To really make the functions callable from JS the following block is also needed:

#[cfg_attr(target_arch="asmjs",
           link_args="-s EXPORTED_FUNCTIONS=['_process_web','_free_cstring_web']")]
extern {}

/// asm.js expects a main function.
fn main() {}

The important part are the link_args, they tell the compiler to reexpose the named functions.

A JavaScript wrapper is used to call process. It takes a Blob and writes it to memory accessible by Rust code. In line 6 _process is called.

To call _process it needs to be described in JS: Module.cwrap('process_web', 'number', ['number', 'number']) It is a function with two arguments (both numbers for pointer and length) and returns another number which is a pointer to the SVG fragment.

After _process was called the result needs to be loaded to a JS string. Then both the array and the result string are freed. Forgetting this keeps them in memory and results in the script crashing with not enough memory after a few tiles loaded.

function process(mvt) {
  const array = new Uint8Array(mvt);
  const length = array.length;
  const array_p = Module._malloc(length);
  Module.writeArrayToMemory(array, array_p);
  const string_p = _process(array_p, length);
  const string = UTF8ToString(string_p);
  Module._free(array_p);
  _free_cstring(string_p);
  return string;
}

The rest of the Javascript fetches the data and binds to Leaflet. I moved the Rust code to a Web Worker because otherwise the the web app freezes while processing a tile.

Summary

The project shows that it is possible to write ordinary Rust code to be used in web apps as long as the code does not need to work directly with the DOM. (DOM Integration is planned for a later release of WebAssembly.)

Usually the motivation to add Rust to a web app will be a better performance. In this case the map still renders somewhat slow when first visiting an area and is less responsive then the maps created by the Mapzen team with pure JavaScript. This is not Rusts fault because Mapzen made some different choices like Canvas instead of SVG, better caching and had a lot more time and knowledge to optimize their implementation.

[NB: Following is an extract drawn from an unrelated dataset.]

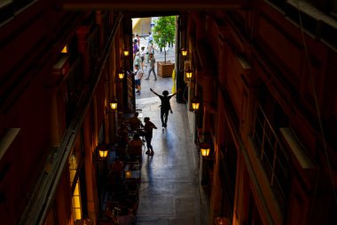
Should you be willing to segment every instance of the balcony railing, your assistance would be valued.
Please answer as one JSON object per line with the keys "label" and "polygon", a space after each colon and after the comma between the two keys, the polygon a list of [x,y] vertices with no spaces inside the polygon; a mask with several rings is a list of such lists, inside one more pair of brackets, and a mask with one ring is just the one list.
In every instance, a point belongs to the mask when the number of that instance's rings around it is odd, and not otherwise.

The map still misses labels. Labels need to be shown above all other map content and they may span multiple tiles. For this reason the tiles must all be drawn to the same element so labels can be rendered without errors. Another possibility is to use canvas for the output like the original Mapzen tools but this requires calling into JS and will be slow with Rust. Canvas is better than SVG in this case because the browser needs to keep track of all the nodes for a map Unfortunately I was not able to run compiled WebAssembly binaries in Firefox but they will reduce file size and source code parsing time much.

It was a fun project since it combines to of my interests: Rust and mapping. Although using Rust did not really pay off in terms of faster map load times (It turns out parsing a binary tile and emitting SVG takes its time even with Rust, caching SVG was the biggest visible improvement) and learned a lot.